I can also edit the original program to give a time of approximately 1000ms for fwrite
- simply remove the fclose
.
I also added this method:
measure("fstream write (new)", [buffer]()
{
std::ofstream* stream = new std::ofstream("test", std::ios::binary);
stream->write(buffer, BUFFER_SIZE);
// Intentionally no delete.
});
and then it takes about 1000 ms here too.
So, my conclusion is that, somehow, sometimes, closing the file makes it flush to disk. In other cases, it doesn't. I still don't understand why...
The stream is somehow broken on the MAC, old implementation or setup.

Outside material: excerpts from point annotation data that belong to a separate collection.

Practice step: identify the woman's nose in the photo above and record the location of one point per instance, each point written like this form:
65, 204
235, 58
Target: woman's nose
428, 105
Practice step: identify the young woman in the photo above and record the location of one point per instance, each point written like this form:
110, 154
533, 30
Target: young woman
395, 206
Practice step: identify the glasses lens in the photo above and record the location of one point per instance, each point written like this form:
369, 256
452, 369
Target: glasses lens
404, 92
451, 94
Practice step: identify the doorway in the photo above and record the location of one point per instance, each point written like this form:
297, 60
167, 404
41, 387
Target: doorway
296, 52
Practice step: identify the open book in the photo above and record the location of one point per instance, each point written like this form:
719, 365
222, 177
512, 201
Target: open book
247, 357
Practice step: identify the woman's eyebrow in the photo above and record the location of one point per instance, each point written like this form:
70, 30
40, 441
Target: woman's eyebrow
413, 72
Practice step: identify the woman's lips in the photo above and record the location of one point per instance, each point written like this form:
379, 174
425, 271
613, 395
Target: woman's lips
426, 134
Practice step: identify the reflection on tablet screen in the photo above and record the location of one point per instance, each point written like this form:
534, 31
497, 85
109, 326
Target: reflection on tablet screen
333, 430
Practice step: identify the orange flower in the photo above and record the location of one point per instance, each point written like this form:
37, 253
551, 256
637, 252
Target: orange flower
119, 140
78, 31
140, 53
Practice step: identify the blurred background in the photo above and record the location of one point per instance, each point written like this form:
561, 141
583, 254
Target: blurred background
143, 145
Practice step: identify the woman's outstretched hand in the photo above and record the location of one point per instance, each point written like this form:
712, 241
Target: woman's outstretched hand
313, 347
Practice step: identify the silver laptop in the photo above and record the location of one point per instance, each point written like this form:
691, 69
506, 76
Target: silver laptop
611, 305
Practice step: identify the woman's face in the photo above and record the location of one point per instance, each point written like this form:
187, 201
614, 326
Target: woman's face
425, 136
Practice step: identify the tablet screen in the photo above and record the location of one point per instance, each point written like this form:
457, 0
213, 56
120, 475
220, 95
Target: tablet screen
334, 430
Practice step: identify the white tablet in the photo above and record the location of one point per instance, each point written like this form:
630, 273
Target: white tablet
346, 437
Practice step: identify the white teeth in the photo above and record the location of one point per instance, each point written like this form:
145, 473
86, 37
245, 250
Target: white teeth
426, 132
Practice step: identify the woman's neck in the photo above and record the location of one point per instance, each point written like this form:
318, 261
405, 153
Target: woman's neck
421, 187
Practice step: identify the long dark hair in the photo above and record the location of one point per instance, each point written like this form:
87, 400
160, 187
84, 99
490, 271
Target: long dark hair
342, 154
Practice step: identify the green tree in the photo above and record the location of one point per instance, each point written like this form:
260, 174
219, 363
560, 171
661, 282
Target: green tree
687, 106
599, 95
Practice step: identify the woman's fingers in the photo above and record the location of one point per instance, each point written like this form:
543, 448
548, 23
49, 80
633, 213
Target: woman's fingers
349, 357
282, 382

An old setup could cause the FILE to be written in the exe directory and the stream in the user directory, this shouldn't make any difference unless you got 2 disks or other different setting.
On my lousy Vista I get
Normal buffer+Uncached:
C++ 201103
FILE* write 4756 ms
FILE* read 5007 ms
fstream write 5526 ms
fstream read 5728 ms
Normal buffer+Cached:
C++ 201103
FILE* write 4747 ms
FILE* read 454 ms
fstream write 5490 ms
fstream read 396 ms
Large Buffer+cached:
C++ 201103
5th run:
FILE* write 4760 ms
FILE* read 446 ms
fstream write 5278 ms
fstream read 369 ms
This shows that the FILE write is faster than the fstream, but slower in read than fstream ... but all numbers are within ~10% of each other.
Try adding some more buffering to your stream to see if that helps.

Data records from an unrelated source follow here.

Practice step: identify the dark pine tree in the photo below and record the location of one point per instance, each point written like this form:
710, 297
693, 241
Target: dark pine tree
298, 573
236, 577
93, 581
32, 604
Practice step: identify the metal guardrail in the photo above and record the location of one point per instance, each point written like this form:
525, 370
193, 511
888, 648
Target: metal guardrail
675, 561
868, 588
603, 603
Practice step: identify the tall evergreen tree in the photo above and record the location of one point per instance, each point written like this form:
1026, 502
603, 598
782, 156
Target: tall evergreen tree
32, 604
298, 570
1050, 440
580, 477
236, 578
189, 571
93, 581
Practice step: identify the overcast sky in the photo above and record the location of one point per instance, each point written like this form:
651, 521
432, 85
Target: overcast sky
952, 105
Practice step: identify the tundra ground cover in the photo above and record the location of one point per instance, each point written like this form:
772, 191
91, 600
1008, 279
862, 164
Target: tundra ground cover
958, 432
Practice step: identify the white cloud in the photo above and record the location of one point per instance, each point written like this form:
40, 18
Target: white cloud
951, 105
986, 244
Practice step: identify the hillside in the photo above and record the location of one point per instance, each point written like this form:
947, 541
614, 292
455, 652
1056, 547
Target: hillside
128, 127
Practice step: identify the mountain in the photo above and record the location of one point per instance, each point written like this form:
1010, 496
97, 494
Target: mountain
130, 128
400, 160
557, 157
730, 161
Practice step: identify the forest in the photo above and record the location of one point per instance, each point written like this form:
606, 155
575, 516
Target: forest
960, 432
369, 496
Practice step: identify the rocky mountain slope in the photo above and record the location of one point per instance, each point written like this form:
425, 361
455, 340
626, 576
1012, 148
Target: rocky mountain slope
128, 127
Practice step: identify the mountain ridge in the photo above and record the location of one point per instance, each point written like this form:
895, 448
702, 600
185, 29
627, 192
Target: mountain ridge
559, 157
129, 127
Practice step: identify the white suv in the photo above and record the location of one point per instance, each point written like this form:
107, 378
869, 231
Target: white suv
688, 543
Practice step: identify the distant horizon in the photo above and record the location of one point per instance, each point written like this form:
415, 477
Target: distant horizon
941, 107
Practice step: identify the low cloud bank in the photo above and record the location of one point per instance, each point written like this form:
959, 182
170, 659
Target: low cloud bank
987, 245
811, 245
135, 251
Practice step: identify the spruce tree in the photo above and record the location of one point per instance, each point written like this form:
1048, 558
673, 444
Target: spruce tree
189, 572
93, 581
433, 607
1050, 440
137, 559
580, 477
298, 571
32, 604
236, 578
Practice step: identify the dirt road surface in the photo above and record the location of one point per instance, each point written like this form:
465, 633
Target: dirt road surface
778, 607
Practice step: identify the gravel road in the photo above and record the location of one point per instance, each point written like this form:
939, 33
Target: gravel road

const int MySize = 1024*1024;
char MrBuf[MySize];
stream.rdbuf()->pubsetbuf(MrBuf, MySize);
The equivalent for FILE is
const int MySize = 1024*1024;
if (!setvbuf ( file , NULL , _IOFBF , MySize ))
DieInDisgrace();
A side note for whom interests. The main keywords are Windows 2016 server /CloseHandle.
In our app we discovered a NASTY bug on win2016 server.
Our std code under EVERY windows version takes: (ms)
time CreateFile/SetFilePointer 1 WriteFile 0 CloseHandle 0
on windows 2016 we got:
time CreateFile/SetFilePointer 1 WriteFile 0 CloseHandle 275
And times grows with dimension of file, that is ABSURD.
After a LOT of investigations (we first found "CloseHandle" is the culprit...) we discovered that under windows2016 MS attached an "hook" in close function that triggers "Windows Defender" to scan ALL the file and prevents returning until done. (in other words scanning is synchronous, that is PURE MADNESS).
When we added exclusion in "Defender" for our file, all works fine. I think is a BAD design, no antivirus stops normal file active INSIDE program space to scan files. (MS can do it as they have the power to do so.)